I seem to be hitting trying to read this. Can someone help summarize the results of this analysis?

  • SpicyLemonZest 5 years ago

    The core result is

    > Simulating from 1 January, we obtained 108,689 (95% PPI: 1,023 to 14,182,310) local infections cumulatively in the United States by 12 March (Fig. 1A).

    What that means is that they don't really know - that confidence interval is absurd - but they have reason to think there could have been 100k Americans with the coronavirus on March 12.

    • air7 5 years ago

      Results with such confidence intervals should not be allowed to be published.

      As if we don't have enough fake news/hype going around.

      • hodgesrm 5 years ago

        I don't understand the comments on this thread that seem to want to suppress preliminary data about COVID.

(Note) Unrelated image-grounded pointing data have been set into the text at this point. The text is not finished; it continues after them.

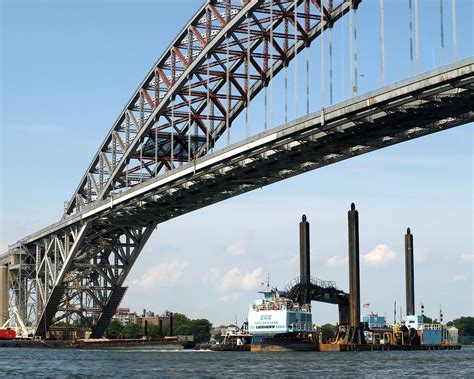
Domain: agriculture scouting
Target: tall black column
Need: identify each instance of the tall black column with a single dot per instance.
(305, 273)
(171, 324)
(354, 274)
(409, 273)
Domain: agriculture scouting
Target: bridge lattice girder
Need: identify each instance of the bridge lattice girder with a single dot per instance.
(79, 264)
(218, 63)
(115, 232)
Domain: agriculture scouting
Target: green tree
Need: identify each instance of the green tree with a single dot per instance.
(132, 330)
(114, 329)
(464, 324)
(328, 331)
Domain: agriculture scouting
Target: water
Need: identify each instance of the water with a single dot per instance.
(136, 363)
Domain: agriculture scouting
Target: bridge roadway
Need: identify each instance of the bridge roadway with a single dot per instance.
(425, 104)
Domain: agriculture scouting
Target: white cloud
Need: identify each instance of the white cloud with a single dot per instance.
(466, 258)
(234, 279)
(212, 276)
(420, 255)
(229, 297)
(335, 261)
(459, 278)
(237, 249)
(380, 256)
(166, 274)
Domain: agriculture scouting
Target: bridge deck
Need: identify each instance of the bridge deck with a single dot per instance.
(431, 102)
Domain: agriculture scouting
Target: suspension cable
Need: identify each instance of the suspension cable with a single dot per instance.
(296, 59)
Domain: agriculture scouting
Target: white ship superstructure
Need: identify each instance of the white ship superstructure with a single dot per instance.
(276, 314)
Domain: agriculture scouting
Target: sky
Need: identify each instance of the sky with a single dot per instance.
(67, 69)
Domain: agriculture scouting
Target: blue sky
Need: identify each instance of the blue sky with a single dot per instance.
(67, 69)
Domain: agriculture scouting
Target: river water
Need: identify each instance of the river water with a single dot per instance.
(142, 363)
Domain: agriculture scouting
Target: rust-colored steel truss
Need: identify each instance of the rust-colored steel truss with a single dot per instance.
(219, 62)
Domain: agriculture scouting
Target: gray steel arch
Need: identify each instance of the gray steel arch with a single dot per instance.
(225, 51)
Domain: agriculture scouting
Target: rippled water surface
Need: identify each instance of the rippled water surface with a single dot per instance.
(61, 363)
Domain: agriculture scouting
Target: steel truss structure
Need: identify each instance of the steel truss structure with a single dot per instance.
(157, 162)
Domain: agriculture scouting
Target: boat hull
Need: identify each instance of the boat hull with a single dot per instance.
(275, 344)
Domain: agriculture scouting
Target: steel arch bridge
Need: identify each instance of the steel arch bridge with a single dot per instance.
(157, 161)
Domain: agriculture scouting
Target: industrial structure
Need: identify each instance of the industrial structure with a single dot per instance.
(162, 158)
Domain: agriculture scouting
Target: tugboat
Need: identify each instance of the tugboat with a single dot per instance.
(277, 323)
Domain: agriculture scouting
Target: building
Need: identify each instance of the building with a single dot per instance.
(124, 316)
(374, 321)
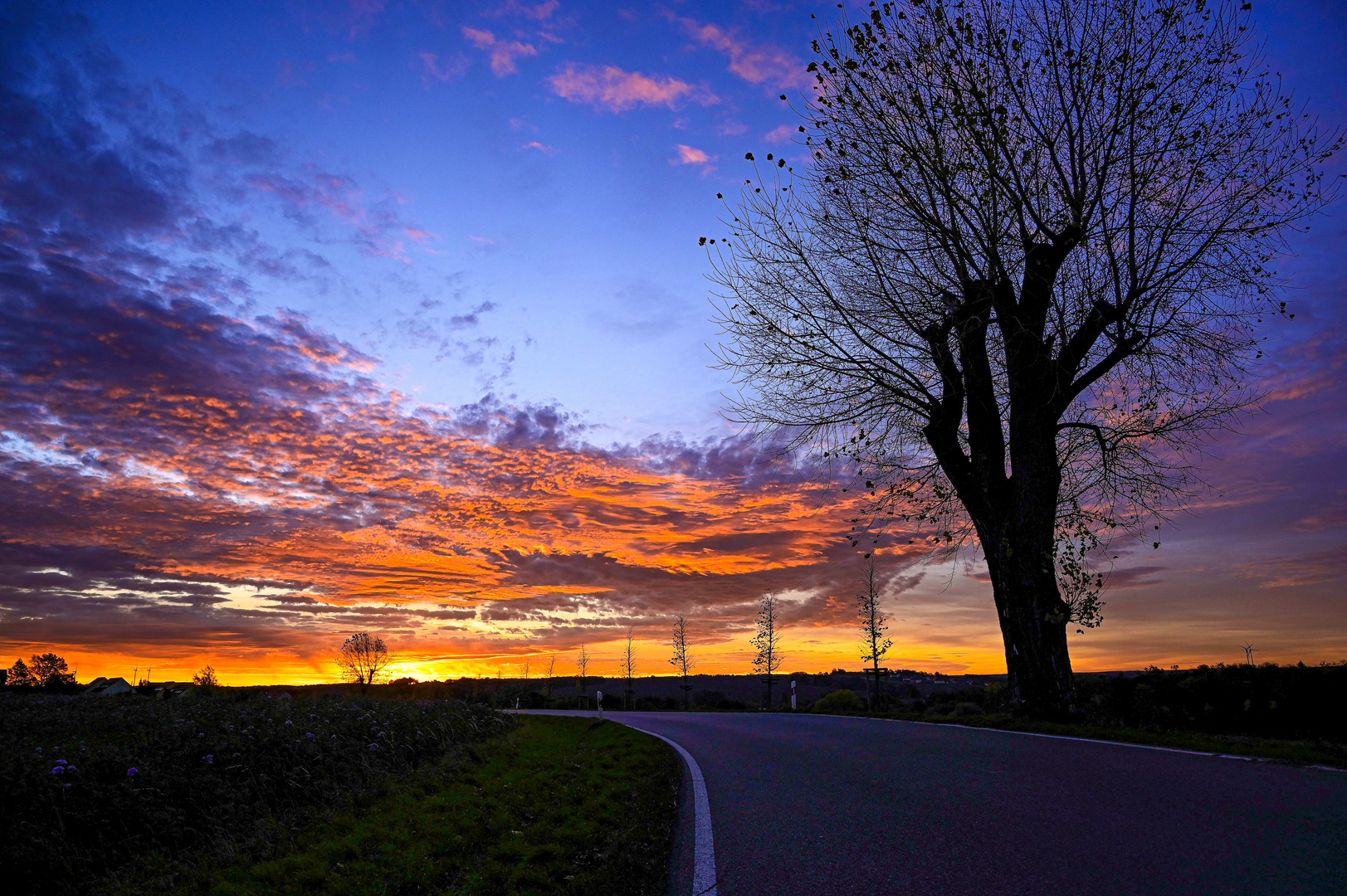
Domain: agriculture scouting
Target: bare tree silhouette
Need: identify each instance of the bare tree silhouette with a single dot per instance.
(768, 641)
(1022, 280)
(873, 626)
(682, 659)
(363, 658)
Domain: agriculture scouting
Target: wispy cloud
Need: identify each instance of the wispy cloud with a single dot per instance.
(613, 90)
(754, 62)
(442, 69)
(536, 11)
(503, 53)
(691, 155)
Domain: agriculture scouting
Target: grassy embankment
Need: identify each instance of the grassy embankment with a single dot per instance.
(559, 806)
(240, 792)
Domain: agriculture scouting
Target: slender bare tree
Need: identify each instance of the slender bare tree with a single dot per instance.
(628, 666)
(682, 659)
(768, 641)
(364, 658)
(205, 677)
(1022, 282)
(582, 674)
(875, 626)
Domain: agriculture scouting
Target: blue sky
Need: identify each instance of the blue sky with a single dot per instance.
(570, 218)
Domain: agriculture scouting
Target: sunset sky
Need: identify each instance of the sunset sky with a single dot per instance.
(321, 317)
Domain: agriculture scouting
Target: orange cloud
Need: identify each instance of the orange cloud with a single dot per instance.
(612, 90)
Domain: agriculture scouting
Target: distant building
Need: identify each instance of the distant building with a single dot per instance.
(108, 686)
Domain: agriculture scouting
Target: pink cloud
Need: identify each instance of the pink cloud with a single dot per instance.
(756, 64)
(535, 11)
(617, 90)
(290, 73)
(503, 53)
(442, 71)
(691, 155)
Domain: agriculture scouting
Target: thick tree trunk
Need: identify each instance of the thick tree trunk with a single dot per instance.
(1033, 628)
(1018, 548)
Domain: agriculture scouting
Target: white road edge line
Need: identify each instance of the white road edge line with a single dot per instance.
(704, 845)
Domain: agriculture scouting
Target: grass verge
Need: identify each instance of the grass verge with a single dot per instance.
(1281, 751)
(558, 806)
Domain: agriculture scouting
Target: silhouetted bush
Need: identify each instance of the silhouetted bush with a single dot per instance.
(1260, 701)
(841, 701)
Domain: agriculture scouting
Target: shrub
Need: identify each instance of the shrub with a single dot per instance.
(841, 701)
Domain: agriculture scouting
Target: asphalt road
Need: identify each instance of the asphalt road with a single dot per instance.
(832, 805)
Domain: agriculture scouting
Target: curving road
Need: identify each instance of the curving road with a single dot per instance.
(828, 805)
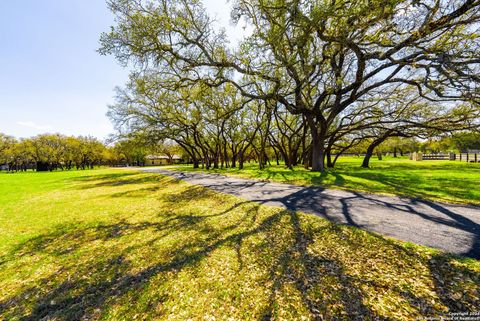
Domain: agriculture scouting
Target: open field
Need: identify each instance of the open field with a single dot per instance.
(120, 245)
(448, 181)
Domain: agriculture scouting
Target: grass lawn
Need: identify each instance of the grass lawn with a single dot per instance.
(121, 245)
(448, 181)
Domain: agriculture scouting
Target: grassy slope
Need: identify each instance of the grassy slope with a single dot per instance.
(436, 180)
(118, 245)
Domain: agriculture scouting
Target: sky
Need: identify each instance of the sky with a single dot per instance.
(51, 77)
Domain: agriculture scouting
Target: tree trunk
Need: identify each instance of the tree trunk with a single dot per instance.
(318, 155)
(368, 155)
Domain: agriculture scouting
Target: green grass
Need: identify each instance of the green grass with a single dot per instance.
(448, 181)
(122, 245)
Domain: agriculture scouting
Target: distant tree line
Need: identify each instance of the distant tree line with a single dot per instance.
(49, 152)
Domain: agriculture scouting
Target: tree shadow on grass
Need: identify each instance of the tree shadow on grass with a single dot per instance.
(105, 266)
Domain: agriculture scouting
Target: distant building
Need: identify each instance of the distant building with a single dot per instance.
(152, 160)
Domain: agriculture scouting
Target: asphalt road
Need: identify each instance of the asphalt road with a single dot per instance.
(452, 228)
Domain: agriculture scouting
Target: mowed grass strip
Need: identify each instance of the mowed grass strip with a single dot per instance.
(448, 181)
(122, 245)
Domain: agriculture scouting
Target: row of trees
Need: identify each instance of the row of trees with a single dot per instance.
(48, 152)
(313, 80)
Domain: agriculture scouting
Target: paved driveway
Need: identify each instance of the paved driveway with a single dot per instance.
(452, 228)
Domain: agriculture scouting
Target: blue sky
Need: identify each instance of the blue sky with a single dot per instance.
(51, 77)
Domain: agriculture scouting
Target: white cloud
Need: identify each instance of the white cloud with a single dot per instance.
(31, 124)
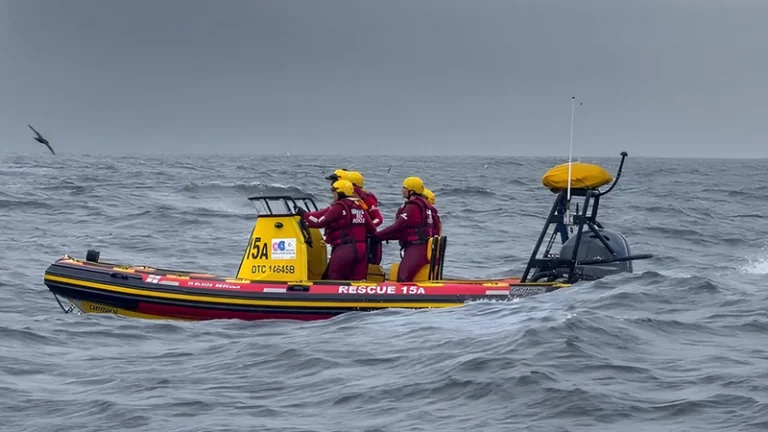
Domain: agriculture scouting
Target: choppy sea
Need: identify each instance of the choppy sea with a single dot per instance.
(679, 345)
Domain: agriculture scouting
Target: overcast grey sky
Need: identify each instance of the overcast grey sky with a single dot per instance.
(657, 78)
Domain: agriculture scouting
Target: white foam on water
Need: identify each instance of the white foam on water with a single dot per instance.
(756, 266)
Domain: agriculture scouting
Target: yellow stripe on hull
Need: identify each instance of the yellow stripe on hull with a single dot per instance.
(88, 307)
(249, 302)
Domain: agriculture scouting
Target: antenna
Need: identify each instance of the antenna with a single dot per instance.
(570, 150)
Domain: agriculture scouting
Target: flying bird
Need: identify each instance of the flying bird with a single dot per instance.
(39, 138)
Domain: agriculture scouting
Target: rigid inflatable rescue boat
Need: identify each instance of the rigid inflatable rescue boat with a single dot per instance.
(279, 274)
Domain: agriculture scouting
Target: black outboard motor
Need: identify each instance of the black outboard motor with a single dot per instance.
(592, 249)
(591, 253)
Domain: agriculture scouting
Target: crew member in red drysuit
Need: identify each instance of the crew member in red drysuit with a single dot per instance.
(437, 226)
(347, 226)
(413, 228)
(339, 174)
(374, 248)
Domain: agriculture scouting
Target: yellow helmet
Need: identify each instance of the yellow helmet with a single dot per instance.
(355, 177)
(430, 196)
(414, 184)
(344, 186)
(339, 174)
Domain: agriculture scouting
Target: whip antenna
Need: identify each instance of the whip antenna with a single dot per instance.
(570, 149)
(567, 221)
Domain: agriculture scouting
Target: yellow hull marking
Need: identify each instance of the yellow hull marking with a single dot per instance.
(371, 304)
(101, 309)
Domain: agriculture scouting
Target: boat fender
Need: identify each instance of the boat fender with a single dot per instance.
(92, 255)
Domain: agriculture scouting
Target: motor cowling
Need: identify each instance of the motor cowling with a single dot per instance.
(592, 248)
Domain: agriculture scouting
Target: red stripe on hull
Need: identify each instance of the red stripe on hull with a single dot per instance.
(183, 312)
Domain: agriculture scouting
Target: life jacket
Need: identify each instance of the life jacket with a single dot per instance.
(350, 228)
(436, 228)
(421, 233)
(371, 205)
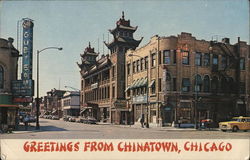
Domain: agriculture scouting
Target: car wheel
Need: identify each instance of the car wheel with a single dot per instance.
(235, 129)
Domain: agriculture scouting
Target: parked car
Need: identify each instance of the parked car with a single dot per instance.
(88, 120)
(237, 123)
(72, 119)
(66, 118)
(31, 119)
(55, 118)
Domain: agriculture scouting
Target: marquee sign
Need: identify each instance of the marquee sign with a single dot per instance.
(27, 49)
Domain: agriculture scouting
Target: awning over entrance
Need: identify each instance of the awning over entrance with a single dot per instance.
(9, 105)
(151, 83)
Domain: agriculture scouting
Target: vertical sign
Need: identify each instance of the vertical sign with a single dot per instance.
(27, 53)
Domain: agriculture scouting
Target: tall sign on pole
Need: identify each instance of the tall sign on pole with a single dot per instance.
(27, 50)
(23, 90)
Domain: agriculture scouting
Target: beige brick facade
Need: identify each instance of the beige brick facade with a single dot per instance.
(222, 86)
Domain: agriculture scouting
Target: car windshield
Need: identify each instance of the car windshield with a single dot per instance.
(236, 119)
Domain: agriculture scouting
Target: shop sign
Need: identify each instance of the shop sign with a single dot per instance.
(23, 88)
(140, 99)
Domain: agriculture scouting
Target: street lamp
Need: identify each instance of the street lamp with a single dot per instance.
(147, 88)
(37, 95)
(79, 91)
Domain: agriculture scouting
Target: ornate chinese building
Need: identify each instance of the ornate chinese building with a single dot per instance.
(103, 80)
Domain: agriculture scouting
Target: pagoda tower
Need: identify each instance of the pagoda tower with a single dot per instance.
(88, 58)
(123, 40)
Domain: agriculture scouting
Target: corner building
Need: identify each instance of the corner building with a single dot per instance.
(8, 73)
(103, 80)
(182, 79)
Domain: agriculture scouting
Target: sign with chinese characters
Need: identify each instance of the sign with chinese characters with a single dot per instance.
(23, 87)
(27, 49)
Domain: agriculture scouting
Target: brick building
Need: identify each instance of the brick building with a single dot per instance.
(187, 79)
(54, 102)
(8, 73)
(103, 80)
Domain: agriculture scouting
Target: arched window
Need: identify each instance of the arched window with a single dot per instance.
(168, 82)
(206, 83)
(232, 88)
(1, 77)
(224, 85)
(197, 83)
(214, 84)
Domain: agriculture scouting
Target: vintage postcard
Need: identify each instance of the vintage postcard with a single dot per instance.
(123, 79)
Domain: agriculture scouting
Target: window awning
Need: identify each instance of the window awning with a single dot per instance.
(186, 82)
(151, 83)
(128, 88)
(143, 82)
(198, 80)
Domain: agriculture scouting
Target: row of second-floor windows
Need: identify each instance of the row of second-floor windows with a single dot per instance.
(170, 57)
(97, 78)
(1, 77)
(97, 94)
(66, 102)
(207, 84)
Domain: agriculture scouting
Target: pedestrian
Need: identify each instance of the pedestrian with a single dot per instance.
(26, 121)
(142, 120)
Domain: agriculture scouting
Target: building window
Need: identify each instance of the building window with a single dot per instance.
(198, 59)
(168, 82)
(214, 84)
(185, 84)
(128, 69)
(1, 77)
(215, 59)
(242, 64)
(206, 59)
(166, 57)
(153, 60)
(113, 71)
(159, 85)
(142, 64)
(146, 62)
(113, 90)
(224, 85)
(138, 65)
(206, 83)
(185, 57)
(159, 58)
(215, 63)
(174, 57)
(174, 84)
(242, 88)
(197, 83)
(134, 67)
(223, 62)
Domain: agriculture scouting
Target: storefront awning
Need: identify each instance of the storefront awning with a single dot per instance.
(128, 88)
(186, 82)
(151, 83)
(9, 105)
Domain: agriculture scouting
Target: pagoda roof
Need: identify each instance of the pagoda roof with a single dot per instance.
(126, 40)
(89, 51)
(118, 27)
(123, 24)
(100, 64)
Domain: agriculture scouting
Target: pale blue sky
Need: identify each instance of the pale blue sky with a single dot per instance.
(72, 24)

        Sure, the confidence interval is ridiculously large but the paper is open about its methods and conclusions. It's definitely in the "more work is needed" category, but I don't see how this information should not be published.

      • wallacoloo 5 years ago

        Who’s the gatekeeper we trust to decide what can and can’t be published?

  • m3kw9 5 years ago

    100k was estimated to be infected by early March.